Les cascades sont l’un des éléments paysagers les plus caractéristiques des Alpes valdôtaines. Formées là où les torrents se précipitent sur des gradins rocheux d’origine glaciaire ou tectonique, elles représentent des milieux de transition entre différents écosystèmes aquatiques, avec des conditions de forte oxygénation et d’humidité favorisant la présence d’espèces végétales et animales spécialisées.
Les tourbières et les zones humides comptent parmi les écosystèmes les plus précieux et les plus menacés de la Vallée d’Aoste. Formées par l’accumulation de matière organique dans des milieux à faible drainage et à forte humidité, elles abritent des communautés végétales uniques — sphaignes, carex, droséras, orchidées des marais — et jouent le rôle de réservoirs de carbone ainsi que de filtres naturels pour les eaux de ruissellement de surface.
Où aller : les Cascades de Lillaz à Cogne
Pour ceux qui souhaitent prolonger hors du musée ce qu’ils ont appris dans la salle 9-10, les Cascades de Lillaz, dans la commune de Cogne, à l’intérieur du Parc national du Grand Paradis, offrent à la fin du mois de juin l’une des expériences les plus spectaculaires et accessibles de toute la Vallée d’Aoste.
Les cascades se trouvent au bout de la route qui traverse le village de Lillaz, à environ 3 kilomètres de Cogne, et sont accessibles à pied en quelques minutes depuis le parking.
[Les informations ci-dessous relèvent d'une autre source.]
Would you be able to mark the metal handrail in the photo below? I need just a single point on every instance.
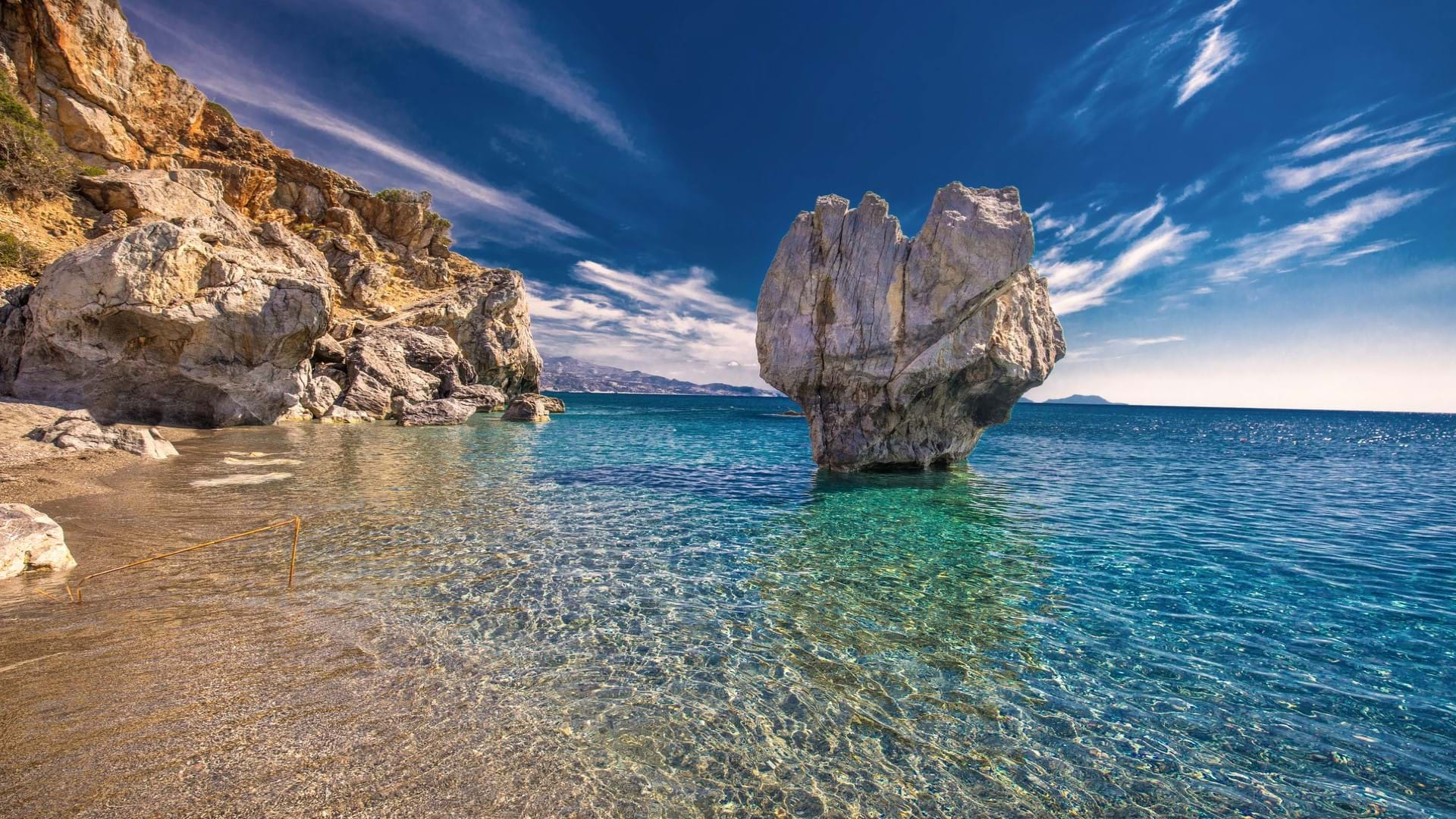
(293, 558)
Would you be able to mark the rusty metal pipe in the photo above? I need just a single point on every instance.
(296, 522)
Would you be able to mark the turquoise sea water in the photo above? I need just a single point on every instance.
(1114, 611)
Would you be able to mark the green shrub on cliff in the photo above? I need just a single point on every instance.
(20, 256)
(31, 164)
(220, 111)
(402, 196)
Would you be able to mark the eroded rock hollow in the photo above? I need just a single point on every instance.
(903, 350)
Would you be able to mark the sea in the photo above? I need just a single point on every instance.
(658, 607)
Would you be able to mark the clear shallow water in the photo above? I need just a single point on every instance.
(657, 607)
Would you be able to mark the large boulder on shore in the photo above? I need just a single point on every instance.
(31, 539)
(79, 430)
(194, 316)
(903, 350)
(488, 318)
(419, 363)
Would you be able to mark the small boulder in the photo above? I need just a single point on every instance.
(328, 350)
(487, 398)
(31, 539)
(296, 413)
(319, 395)
(346, 416)
(79, 430)
(440, 413)
(526, 409)
(552, 404)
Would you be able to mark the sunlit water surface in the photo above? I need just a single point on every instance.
(657, 607)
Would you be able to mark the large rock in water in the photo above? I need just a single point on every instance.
(194, 315)
(900, 350)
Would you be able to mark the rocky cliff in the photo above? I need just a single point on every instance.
(209, 284)
(903, 350)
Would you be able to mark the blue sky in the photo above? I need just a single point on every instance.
(1237, 205)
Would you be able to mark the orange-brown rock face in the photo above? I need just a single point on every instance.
(98, 91)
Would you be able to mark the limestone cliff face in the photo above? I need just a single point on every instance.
(903, 350)
(191, 315)
(93, 85)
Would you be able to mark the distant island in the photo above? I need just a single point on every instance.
(564, 373)
(1082, 400)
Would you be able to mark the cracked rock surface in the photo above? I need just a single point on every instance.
(903, 350)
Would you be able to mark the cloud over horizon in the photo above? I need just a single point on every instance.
(669, 322)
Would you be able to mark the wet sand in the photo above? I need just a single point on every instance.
(204, 687)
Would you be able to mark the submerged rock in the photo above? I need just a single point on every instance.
(438, 413)
(525, 409)
(552, 404)
(900, 350)
(31, 539)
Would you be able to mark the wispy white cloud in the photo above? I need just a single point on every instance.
(1155, 60)
(235, 79)
(1147, 341)
(672, 324)
(1191, 190)
(495, 39)
(1218, 53)
(1165, 245)
(1356, 153)
(1313, 240)
(1126, 226)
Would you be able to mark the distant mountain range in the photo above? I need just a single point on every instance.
(564, 373)
(1075, 400)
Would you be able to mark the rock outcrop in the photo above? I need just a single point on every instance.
(31, 539)
(218, 257)
(523, 409)
(549, 403)
(902, 352)
(485, 398)
(79, 430)
(438, 413)
(408, 362)
(191, 315)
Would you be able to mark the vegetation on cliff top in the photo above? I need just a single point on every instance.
(19, 256)
(31, 164)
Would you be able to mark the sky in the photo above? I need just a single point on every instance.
(1244, 205)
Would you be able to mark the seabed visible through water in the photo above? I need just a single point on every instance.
(655, 607)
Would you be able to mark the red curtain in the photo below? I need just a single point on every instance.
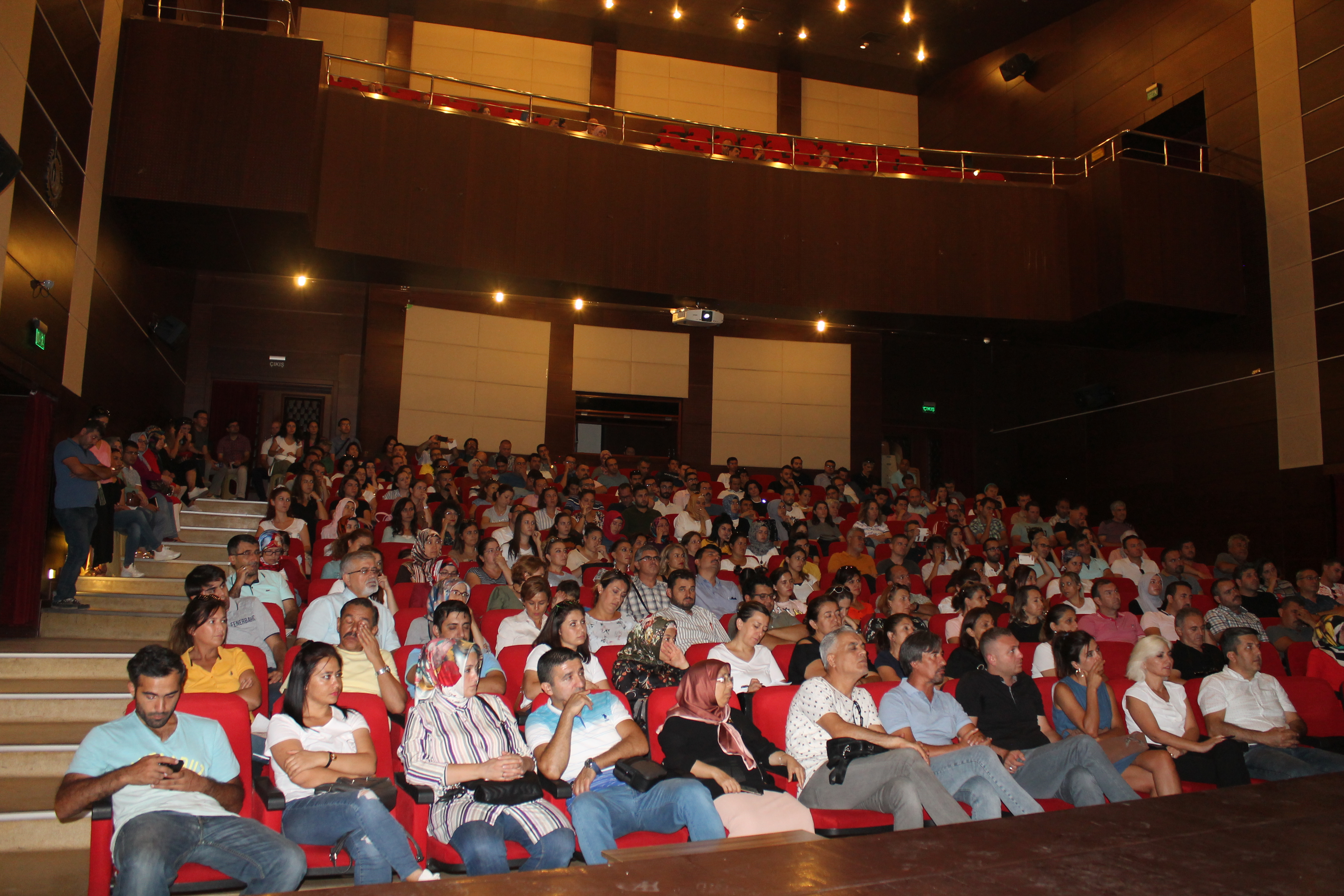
(21, 588)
Le torrent Urtier, alimenté par la fonte des glaciers et des neiges du Grand Paradis, se précipite en une série de chutes successives à travers une gorge de roches polies par l’érosion. À la fin du mois de juin, lorsque la fonte est à son apogée, le débit atteint son maximum saisonnier : l’eau descend avec une force et un fracas que l’on perçoit avant même d’apercevoir les cascades, et la brume produite par l’impact crée un microclimat humide et frais qui contraste avec la chaleur des fonds de vallée.
Un sentier aménagé remonte le long des cascades, permettant d’observer de près les différentes chutes et de comprendre visuellement la puissance érosive de l’eau sur les sédiments rocheux, la même force qui, en centaines de milliers d’années, a creusé la vallée de Cogne et façonné le paysage que le visiteur contemple aujourd’hui.
La visite des Cascades de Lillaz se combine naturellement avec celle des mines de Cogne, déjà évoquée dans la salle 5 du musée, pour une journée complète à la découverte de deux des histoires les plus fascinantes de la Vallée d’Aoste : celle de l’eau et celle de la roche.